The late Sanjiv (Sam) Gambhir, MD, PhD, spent his life fighting cancer. A pioneer in cancer imaging, Gambhir helped develop Positron emission tomography (PET) reporter gene technology. Gambhir, a distinguished professor at the Stanford University School of Medicine and an advisor to numerous companies, was never content with the sensitivity of cancer detection technologies when it came to finding early-stage cancers. With 70 percent of all cancers discovered at Stage 3 or 4, waiting for symptoms is usually too late, with a five-year survival rate of only 25 percent.

After losing his son Milan to glioblastoma when he was just 16 years old, Gambhir’s motivation reached new heights. He devised a solution that flipped the paradigm of cancer detection on its head—instead of waiting for cancer to produce biomarkers, why not make cancer reveal itself? Can cancers be engineered to produce a biomarker when they are still in their early stages of malignancy?  

After being diagnosed with the “emperor of all maladies” himself in 2020, Gambhir never got to witness his goal of getting cancer cells to express detectable “synthetic” biomarkers. He passed away in July 2020. However his legacy lives on in Earli, a company he co-founded, which presented its first data at AACR 2024 this week. 

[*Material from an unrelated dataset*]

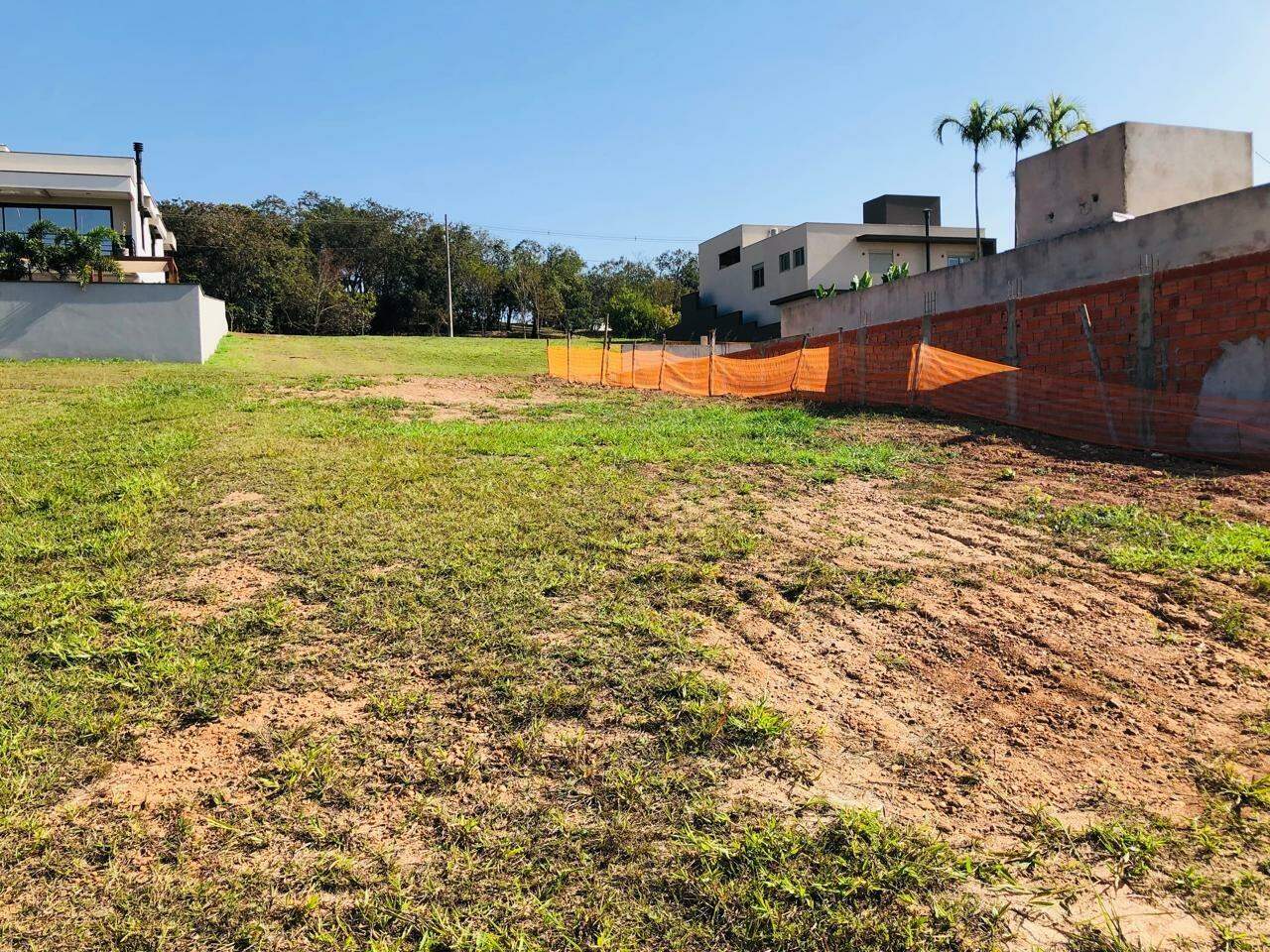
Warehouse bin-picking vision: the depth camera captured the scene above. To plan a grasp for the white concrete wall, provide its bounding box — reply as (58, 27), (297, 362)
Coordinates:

Earli researchers, under the direction of co-founder and chief scientific officer (CSO) David Suhy, PhD, demonstrated a robust screening platform to identify response elements that can be activated by uncontrolled cancer pathways. With this platform, the team designed a DNA construct with binding sites for transcription factor combinations found only in active cancers. This construct drives the expression of a biomarker that can be quantified in cancer cells while remaining transcriptionally silent in adjacent healthy tissues and benign lesions.  

Based in Redwood City, California, Earli developed the platform technology in stealth. In January 2021, the company announced that it had raised a $40 million Series A, with financing led by Khosla Ventures. Additional investors included Perceptive Advisors, Casdin Capital, Andreessen Horowitz, Sands Capital, and top individuals, including Midas List investors Jim Breyer/Breyer Capital and Rahul Mehta, Goldman Sachs’s former CFO and CIO R. Martin Chavez, and biomedical device entrepreneur Shlomo Ben-Haim, MD.

Earli’s advisory board includes a remarkable group of A-list researchers, including Nobel Laureates Jim Allison, PhD, and Lee Hartwell, PhD, as well as Bob Langer, Sangeeta Bhatia, MD, PhD, Phil Greenberg, MD, Padmanee Sharma, MD, PhD, Charlie Rudin, MD, PhD, and Alan Ashworth, PhD.

Gene therapy constructs in cancer  

After selling his company ShopKick for $250 million in 2014, serial entrepreneur Cyriac Roeding was coming back into the business fold and looking to strike at the intersection of technology and disease. When confronted with the opportunity, Gambhir told Roeding that he had a solution to one of medicine’s most important problems—early cancer detection. 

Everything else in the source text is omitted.